- Fanny Ardant and André Dussollier in Resnais’s Life Is a Bed of Roses
I know it’s purely coincidental, but it feels fortuitous that there have been so many revivals of Stephen Sondheim musicals in Chicago in the wake of Alain Resnais’s death. Resnais was an outspoken fan of Sondheim’s—he recruited the groundbreaking Broadway composer to write the score for Stavisky… (1974), and it’s presumed that he cast Elaine Stritch in Providence (1978) on the basis of seeing her in Sondheim’s Company when he lived in New York in the early 1970s. (It’s also worth noting that Sondheim would go on to write original songs for Warren Beatty’s Dick Tracy, which Resnais—who cited Chester Gould’s comic strip as a lifelong source of inspiration—was briefly considered to direct.) One can detect a notable Sondheim influence on Life Is a Bed of Roses (1983), screening in Doc Films’s Resnais retrospective this Thursday at 7 PM, in its musical interludes and theatrical mise-en-scene. The film’s intricate plot, which alternates between three fanciful stories set in the same castle at different times, suggests a narrative equivalent to Sondheim’s use of counterpoint and anticipates the time-shifting structure of his Sunday in the Park With George.
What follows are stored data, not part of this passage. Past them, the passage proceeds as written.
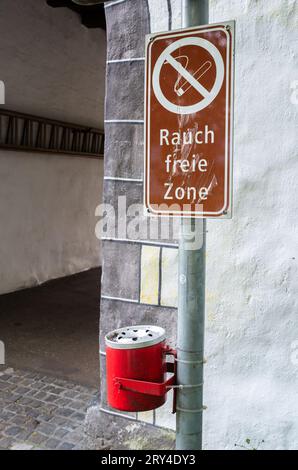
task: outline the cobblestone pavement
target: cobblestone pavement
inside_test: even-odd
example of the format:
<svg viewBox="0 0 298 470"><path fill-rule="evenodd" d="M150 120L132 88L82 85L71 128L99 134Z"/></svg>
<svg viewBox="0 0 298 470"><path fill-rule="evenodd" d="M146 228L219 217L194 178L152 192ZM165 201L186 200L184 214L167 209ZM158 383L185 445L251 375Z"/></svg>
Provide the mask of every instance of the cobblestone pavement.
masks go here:
<svg viewBox="0 0 298 470"><path fill-rule="evenodd" d="M0 372L0 450L83 449L97 390L35 372Z"/></svg>

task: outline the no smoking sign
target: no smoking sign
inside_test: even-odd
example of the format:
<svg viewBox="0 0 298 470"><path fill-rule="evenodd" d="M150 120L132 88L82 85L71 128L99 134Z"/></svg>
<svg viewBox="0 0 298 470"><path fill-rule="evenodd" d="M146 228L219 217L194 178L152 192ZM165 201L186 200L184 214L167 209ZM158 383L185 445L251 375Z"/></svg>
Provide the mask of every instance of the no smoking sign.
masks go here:
<svg viewBox="0 0 298 470"><path fill-rule="evenodd" d="M231 216L234 22L148 36L145 206Z"/></svg>

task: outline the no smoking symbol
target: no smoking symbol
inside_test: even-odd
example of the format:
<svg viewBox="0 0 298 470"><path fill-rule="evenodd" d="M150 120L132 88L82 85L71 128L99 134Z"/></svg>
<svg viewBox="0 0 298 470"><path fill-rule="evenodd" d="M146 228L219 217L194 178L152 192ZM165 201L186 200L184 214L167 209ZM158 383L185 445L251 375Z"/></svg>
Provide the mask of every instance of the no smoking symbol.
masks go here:
<svg viewBox="0 0 298 470"><path fill-rule="evenodd" d="M195 78L183 65L178 62L174 57L173 53L180 49L183 46L195 46L201 47L205 49L214 60L215 67L216 67L216 76L215 81L213 84L212 89L209 91L207 90L199 81L198 78ZM179 75L181 75L186 82L188 82L189 86L193 87L197 90L200 95L203 96L203 99L194 103L189 106L180 106L175 103L172 103L168 100L165 95L163 94L161 87L160 87L160 73L162 66L165 63L169 63ZM170 44L159 56L156 61L153 76L152 76L152 86L155 93L156 98L160 102L160 104L167 109L168 111L175 113L175 114L192 114L209 106L210 103L216 98L218 93L220 92L222 83L224 79L224 62L219 50L209 41L206 39L198 38L198 37L188 37L179 39L178 41L173 42Z"/></svg>

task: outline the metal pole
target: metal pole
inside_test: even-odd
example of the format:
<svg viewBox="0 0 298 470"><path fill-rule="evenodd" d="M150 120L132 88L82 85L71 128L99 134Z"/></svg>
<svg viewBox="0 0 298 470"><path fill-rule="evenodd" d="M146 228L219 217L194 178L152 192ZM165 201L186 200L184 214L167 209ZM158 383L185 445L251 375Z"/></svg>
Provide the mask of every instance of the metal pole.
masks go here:
<svg viewBox="0 0 298 470"><path fill-rule="evenodd" d="M182 0L182 26L208 23L208 0ZM197 221L198 222L198 221ZM197 225L197 227L196 227ZM199 225L199 226L198 226ZM189 232L201 246L189 249ZM176 449L202 449L206 220L181 219L177 339Z"/></svg>

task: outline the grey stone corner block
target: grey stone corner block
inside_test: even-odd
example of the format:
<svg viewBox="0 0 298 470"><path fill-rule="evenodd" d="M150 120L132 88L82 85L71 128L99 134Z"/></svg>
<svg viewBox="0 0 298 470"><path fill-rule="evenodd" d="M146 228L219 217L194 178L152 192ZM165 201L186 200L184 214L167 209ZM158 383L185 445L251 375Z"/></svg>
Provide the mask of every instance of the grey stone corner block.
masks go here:
<svg viewBox="0 0 298 470"><path fill-rule="evenodd" d="M105 241L103 247L102 295L138 300L140 245Z"/></svg>
<svg viewBox="0 0 298 470"><path fill-rule="evenodd" d="M108 64L106 120L143 120L144 70L144 62Z"/></svg>
<svg viewBox="0 0 298 470"><path fill-rule="evenodd" d="M143 204L143 183L105 180L104 202L112 204L116 211L118 209L119 196L125 196L126 208L132 204Z"/></svg>
<svg viewBox="0 0 298 470"><path fill-rule="evenodd" d="M146 0L126 0L106 8L108 60L144 56L145 35L150 32Z"/></svg>
<svg viewBox="0 0 298 470"><path fill-rule="evenodd" d="M93 450L171 450L175 447L173 431L104 413L99 406L88 409L85 433L86 447Z"/></svg>
<svg viewBox="0 0 298 470"><path fill-rule="evenodd" d="M180 228L177 218L148 217L145 214L142 182L106 179L103 197L115 217L115 225L112 225L113 216L110 216L110 224L105 227L103 237L177 243ZM111 227L112 233L108 230Z"/></svg>
<svg viewBox="0 0 298 470"><path fill-rule="evenodd" d="M141 179L144 172L144 126L105 126L105 176Z"/></svg>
In this attribute I sense the strongest affinity between Sondheim and Resnais, whose movies convey a similar interiority. Resnais’s breakthroughs in film editing, of course, derived from an effort to visualize the nature of thought. The current productions of Road Show and Passion demonstrate how another artist arrived at similar breakthroughs by way of a very different path.